The Company will pay future dividends at the discretion of the Company’s Board of Directors. The continuation of these
payments, the amount of such dividends, and the form in which dividends are paid (cash or stock) depend on many factors,
including the results of operations and the financial condition of the Company. Subject to these qualifications, the Company
currently expects to pay dividends on a quarterly basis.
Treasury Stock
On November 2, 2011, the Company’s Board of Directors authorized a share repurchase program in the amount of $200 million
through November 1, 2013. During fiscal year 2012 the Company repurchased approximately 346,000 shares of the Company’s
common stock on the open market at an average price of $82.69 per share. There were no share repurchases during the fourth
quarter of fiscal year 2012. The total cost of shares held in treasury as of September 30, 2012 was approximately $28.6 million.
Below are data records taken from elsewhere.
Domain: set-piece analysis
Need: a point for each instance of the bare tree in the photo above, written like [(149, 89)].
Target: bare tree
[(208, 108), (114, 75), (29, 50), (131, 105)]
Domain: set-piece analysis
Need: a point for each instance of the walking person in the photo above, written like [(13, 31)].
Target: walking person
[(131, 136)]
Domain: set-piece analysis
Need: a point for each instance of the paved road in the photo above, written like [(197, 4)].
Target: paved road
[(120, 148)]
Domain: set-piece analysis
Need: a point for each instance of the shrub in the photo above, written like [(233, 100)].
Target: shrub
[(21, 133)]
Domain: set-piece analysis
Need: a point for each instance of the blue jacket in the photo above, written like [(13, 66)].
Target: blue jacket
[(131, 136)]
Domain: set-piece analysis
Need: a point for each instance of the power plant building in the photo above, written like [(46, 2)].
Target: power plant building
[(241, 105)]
On November 15, 2012, the Company’s Board of Directors authorized a new share repurchase program whereby the Company
may repurchase an amount of outstanding shares of common stock of the Company up to an aggregate amount of $300 million
through December 31, 2014. This repurchase program is in addition to, and does not supersede or modify, the Company’s
previously disclosed program to repurchase an amount of outstanding shares of common stock having an aggregate value of up
to $200 million from time to time through November 1, 2013, of which approximately $171.4 million remains available.
Under the repurchase programs, purchases can be made from time to time using a variety of methods, which may include open
market purchases or purchases through a Rule 10b5-1 trading plan, all in accordance with Securities and Exchange Commission
and other applicable legal requirements. The specific timing, price and size of purchases will depend on prevailing stock prices,
general economic and market conditions, and other considerations. The repurchase programs do not obligate the Company to
acquire any particular amount of common stock and may be suspended or discontinued at any time at the Company’s discretion.
Redeemable Preferred Stock
On December 2, 2008, the Company issued 425,000 shares of Series A 8% Redeemable, Convertible Exchangeable Participating
Preferred Stock, $0.01 par value per share (“Series A Preferred Stock”) to affiliates of Leonard Green & Partners, L.P., for
approximately $413.1 million, net of approximately $11.9 million in closing and issuance costs. On October 23, 2009, the
Company announced its intent to call all 425,000 outstanding shares of the Series A Preferred Stock for redemption in accordance
with the terms governing such Series A Preferred Stock. Subject to conversion of the Series A Preferred Stock by its holders,
the Company planned to redeem such Series A Preferred Stock on November 27, 2009, at a price per share equal to $1,000 plus
accrued and unpaid dividends. In accordance with the terms governing the Series A Preferred Stock, at any time prior to the
redemption date, the Series A Preferred Stock could be converted to common stock by the holders thereof. On November 26,
2009, the holders of the Company’s Series A Preferred Stock converted all outstanding shares into approximately 29.7 million
shares of Company common stock. The shares of common stock were issued using a transaction exempt from registration
pursuant to Section 3(a)(9) of the Securities Act of 1933, as amended. During fiscal year 2010, the Company paid cash dividends
on the Series A Preferred Stock totaling $8.5 million.